Originally appeared in The Economist on February 23, 2017

If several hundred million Indians do migrate from the countryside to cities between now and 2050, as the UN expects, it will be a fiendishly busy few decades for Vivek Aher, who runs a low-cost hostel, one of five, on the outskirts of Pune, a well-off city three hours’ drive from Mumbai. A fair few of the new arrivals will have their first experience of urban living bunking in one of the hostels’ 1,350 beds. Should recent experience be anything to go by, most of the new arrivals will test Mr Aher’s patience by tacking posters on his hostel’s walls, or endlessly complaining about the Wi-Fi.

India has two main drags on economic growth. One is the difficulty of finding a job, especially in the places people live. The other is a chronic shortage of cheap housing. Aarusha Homes, Mr Aher’s employer, started in 2007 to help people seize economic opportunities far from home. Its rooms are basic and cheap. They include up to six beds, a bathroom for every three or four residents, some common areas and little else. Rent ranges between 3,500 and 10,000 rupees ($52-$149) a month including food.

Most of Aarusha’s tenants are young, many of them taking first steps into the middle-class as IT or business-processing outsourcing professionals. Paying up to six months’ deposit for a city flat is beyond their means, as is the down payment for a motorbike that would allow them to live far from their employer.
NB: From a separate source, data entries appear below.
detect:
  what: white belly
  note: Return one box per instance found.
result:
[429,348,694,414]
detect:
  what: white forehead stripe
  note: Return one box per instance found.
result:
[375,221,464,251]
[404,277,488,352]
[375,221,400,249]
Aarusha’s successful pitch is that its hostels are safer than slums or informal “guest houses”, especially for women. It now has 4,300 beds in 1,300 rooms spread out over 20 hostels in four cities. The typical tenant stays for six months. Satyanarayana Vejella, the firm’s co-founder, plans to raise another $10m to increase capacity by 12,000 beds in nearly 70 new hostels, all in the next two years. Operating-profit margins are in the mid-teens.

The chain’s backers include investment funds who seek social as well as financial returns. The latter would be improved if the chain dodged taxes by operating in the informal economy, like much of its competition, but it sticks to the formal side. The problems it faces are those confronted by any Hilton or Hyatt: finding properties big enough to offer over 100 beds is hard. Tenants have to be chased for payments. An attempt to cater to blue-collar workers at an even lower price didn’t work out. So Aarusha is reliant on the IT and outsourcing sectors, which are hiring less eagerly than before.

Aarusha can probably depend on continuing strong demand for a room from which to make sense of it all before people can get their own places. The hostels have something of a communal feel, and parents find them reassuring because residents put up with not being able to drink, smoke, or mingle with the opposite sex. Soon enough, they will have moved on, taking their aspirations and their posters with them.